A related concern is whether U.S. investments in HSS are as efficient and sustainable as they could be. A large proportion of U.S. investments in HSS still fund international intermediaries rather than local organizations and governments. In response to this, at a recent hearing of the Senate Foreign Relations Committee’s Subcommittee on State Department and USAID Management, International Operations, and Bilateral International Development, Members of Congress and witnesses highlighted the inefficiencies and sustainability challenges created by relying on intermediaries to advance local health objectives. The hearing illustrated the relative success of PEPFAR (which is a program administered by the State Department in partnership with multiple agencies, including USAID) in investing in local health-systems capacity compared to USAID as an agency. Witnesses cited the bureaucratic, cultural, and philosophical norms standing in the way of USAID mission staff using their broad procurement authority to reach the Agency’s target of 25% funding going to local groups.

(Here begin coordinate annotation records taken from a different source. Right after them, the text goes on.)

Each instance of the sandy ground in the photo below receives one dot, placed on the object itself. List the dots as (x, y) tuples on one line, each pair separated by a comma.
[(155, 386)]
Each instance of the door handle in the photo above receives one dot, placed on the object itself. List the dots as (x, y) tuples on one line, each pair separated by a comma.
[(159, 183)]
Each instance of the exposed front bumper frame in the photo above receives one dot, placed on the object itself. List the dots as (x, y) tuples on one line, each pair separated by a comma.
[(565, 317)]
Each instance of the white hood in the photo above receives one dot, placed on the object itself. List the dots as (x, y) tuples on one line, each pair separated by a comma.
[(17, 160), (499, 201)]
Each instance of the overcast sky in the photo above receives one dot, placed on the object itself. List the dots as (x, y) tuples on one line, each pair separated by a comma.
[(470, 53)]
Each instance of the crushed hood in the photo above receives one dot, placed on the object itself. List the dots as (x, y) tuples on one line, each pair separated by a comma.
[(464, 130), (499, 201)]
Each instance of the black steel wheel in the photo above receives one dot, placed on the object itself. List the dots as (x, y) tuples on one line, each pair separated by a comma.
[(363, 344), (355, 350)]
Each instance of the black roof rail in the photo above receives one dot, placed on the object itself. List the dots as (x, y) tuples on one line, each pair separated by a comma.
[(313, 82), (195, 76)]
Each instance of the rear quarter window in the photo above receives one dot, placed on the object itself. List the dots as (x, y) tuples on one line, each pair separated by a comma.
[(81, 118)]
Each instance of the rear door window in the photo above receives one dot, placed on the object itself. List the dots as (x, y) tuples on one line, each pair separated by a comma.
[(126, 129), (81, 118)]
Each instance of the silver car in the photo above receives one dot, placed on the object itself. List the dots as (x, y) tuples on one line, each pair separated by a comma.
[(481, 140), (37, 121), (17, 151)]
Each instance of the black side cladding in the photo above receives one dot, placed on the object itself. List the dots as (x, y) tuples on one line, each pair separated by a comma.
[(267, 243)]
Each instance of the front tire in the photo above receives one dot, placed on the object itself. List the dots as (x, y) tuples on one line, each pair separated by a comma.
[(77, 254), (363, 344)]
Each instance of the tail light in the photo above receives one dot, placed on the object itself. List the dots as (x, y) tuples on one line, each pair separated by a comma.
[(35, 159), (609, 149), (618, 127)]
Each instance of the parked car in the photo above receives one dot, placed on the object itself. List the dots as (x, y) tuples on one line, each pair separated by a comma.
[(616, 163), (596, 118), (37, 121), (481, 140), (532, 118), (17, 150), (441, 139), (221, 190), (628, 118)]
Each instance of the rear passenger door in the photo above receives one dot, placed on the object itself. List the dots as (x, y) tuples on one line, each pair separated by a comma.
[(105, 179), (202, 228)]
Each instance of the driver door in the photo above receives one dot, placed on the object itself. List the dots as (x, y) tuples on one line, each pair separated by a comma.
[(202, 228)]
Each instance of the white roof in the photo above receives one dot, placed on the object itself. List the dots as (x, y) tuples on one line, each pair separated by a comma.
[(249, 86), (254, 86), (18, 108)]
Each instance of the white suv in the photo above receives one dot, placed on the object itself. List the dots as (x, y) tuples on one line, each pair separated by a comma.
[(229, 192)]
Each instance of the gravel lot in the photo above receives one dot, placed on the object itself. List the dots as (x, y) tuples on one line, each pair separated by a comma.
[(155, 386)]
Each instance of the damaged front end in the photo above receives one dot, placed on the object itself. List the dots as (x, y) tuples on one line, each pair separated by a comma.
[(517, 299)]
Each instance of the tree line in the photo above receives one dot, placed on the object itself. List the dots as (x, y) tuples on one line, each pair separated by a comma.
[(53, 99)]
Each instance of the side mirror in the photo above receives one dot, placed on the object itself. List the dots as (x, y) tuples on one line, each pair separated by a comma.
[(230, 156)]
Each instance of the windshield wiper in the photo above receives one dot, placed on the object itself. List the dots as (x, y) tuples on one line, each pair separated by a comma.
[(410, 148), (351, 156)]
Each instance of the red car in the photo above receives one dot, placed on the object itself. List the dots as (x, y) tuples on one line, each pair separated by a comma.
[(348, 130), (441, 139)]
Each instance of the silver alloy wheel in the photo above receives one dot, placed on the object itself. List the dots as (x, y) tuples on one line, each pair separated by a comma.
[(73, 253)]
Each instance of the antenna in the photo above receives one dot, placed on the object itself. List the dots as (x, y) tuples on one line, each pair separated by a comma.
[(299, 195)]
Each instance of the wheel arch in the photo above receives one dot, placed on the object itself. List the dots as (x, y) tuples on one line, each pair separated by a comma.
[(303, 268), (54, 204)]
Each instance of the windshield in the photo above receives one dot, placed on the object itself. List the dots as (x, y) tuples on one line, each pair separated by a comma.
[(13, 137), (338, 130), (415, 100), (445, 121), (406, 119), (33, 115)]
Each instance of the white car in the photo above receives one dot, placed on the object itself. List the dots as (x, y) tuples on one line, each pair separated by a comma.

Since FY2021, the House Appropriations Committee has included report language specifying that at least 10% of all funds provided through the Global Health Programs account be used for health system strengthening activities. According to the USAID’s reports to Congress in 2020 and 2021, these activities have contributed to higher local budgets for health in selected countries, increased government ownership of health information systems, improved financial management skills among government officials, enhanced adaptability of health services during the COVID-19 pandemic, boosted utilization of health facilities, and encouraged greater uptake of health insurance.

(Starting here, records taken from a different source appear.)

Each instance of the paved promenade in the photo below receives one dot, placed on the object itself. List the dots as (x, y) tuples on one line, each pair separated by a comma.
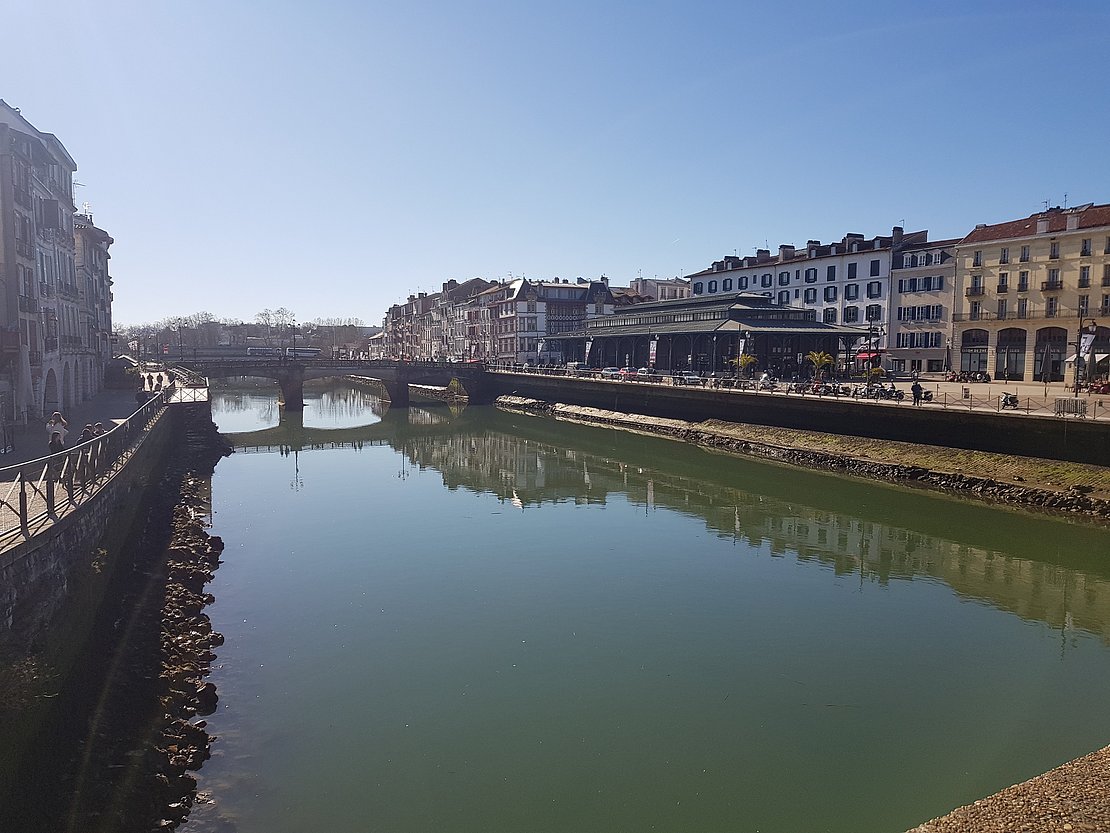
[(109, 407)]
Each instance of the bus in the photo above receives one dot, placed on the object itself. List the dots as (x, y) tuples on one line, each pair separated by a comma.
[(302, 352)]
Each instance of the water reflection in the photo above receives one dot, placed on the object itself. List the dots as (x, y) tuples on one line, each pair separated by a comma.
[(1022, 564)]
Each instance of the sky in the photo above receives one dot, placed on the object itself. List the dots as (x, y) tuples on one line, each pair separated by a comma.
[(333, 158)]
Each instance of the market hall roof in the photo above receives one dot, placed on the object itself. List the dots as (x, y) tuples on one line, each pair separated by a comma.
[(724, 313)]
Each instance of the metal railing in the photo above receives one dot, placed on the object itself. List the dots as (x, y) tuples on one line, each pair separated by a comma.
[(37, 493)]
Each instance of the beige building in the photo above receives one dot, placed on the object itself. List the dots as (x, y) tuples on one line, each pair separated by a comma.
[(1026, 288)]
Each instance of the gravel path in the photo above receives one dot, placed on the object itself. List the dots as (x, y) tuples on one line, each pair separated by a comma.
[(1075, 796)]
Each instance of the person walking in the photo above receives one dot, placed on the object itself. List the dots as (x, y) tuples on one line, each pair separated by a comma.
[(57, 425)]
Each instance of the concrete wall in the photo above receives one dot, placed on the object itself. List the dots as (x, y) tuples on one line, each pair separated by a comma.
[(34, 576), (1043, 437)]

In 2022, the FY23 National Defense Authorization Act authorized an additional US$5 billion to be appropriated over the next 5 years for U.S. participation and investment in global health security and pandemic preparedness activities. The NDAA clarifies that strengthening health systems for the purpose of global health security is U.S. policy. It directs the USAID Administrator to work with all agencies implementing bilateral global health programs to ensure that such activities contribute to the goal of HSS for global health security. It also directs the President to issue a Global Health Security Strategy that ensures partner country ownership.
SEIZING THE OPPORTUNITY
The experience of a pandemic has highlighted a need and opportunity to make localized HSS a first-order priority in order to advance disease goals, promote local ownership and sustainability, and prepare for future pandemics. Consequently, I am requesting input from government agencies, implementers and beneficiaries of HSS programs, advocacy organizations, health systems researchers, and others on the current state of localized HSS and what more Congress can do.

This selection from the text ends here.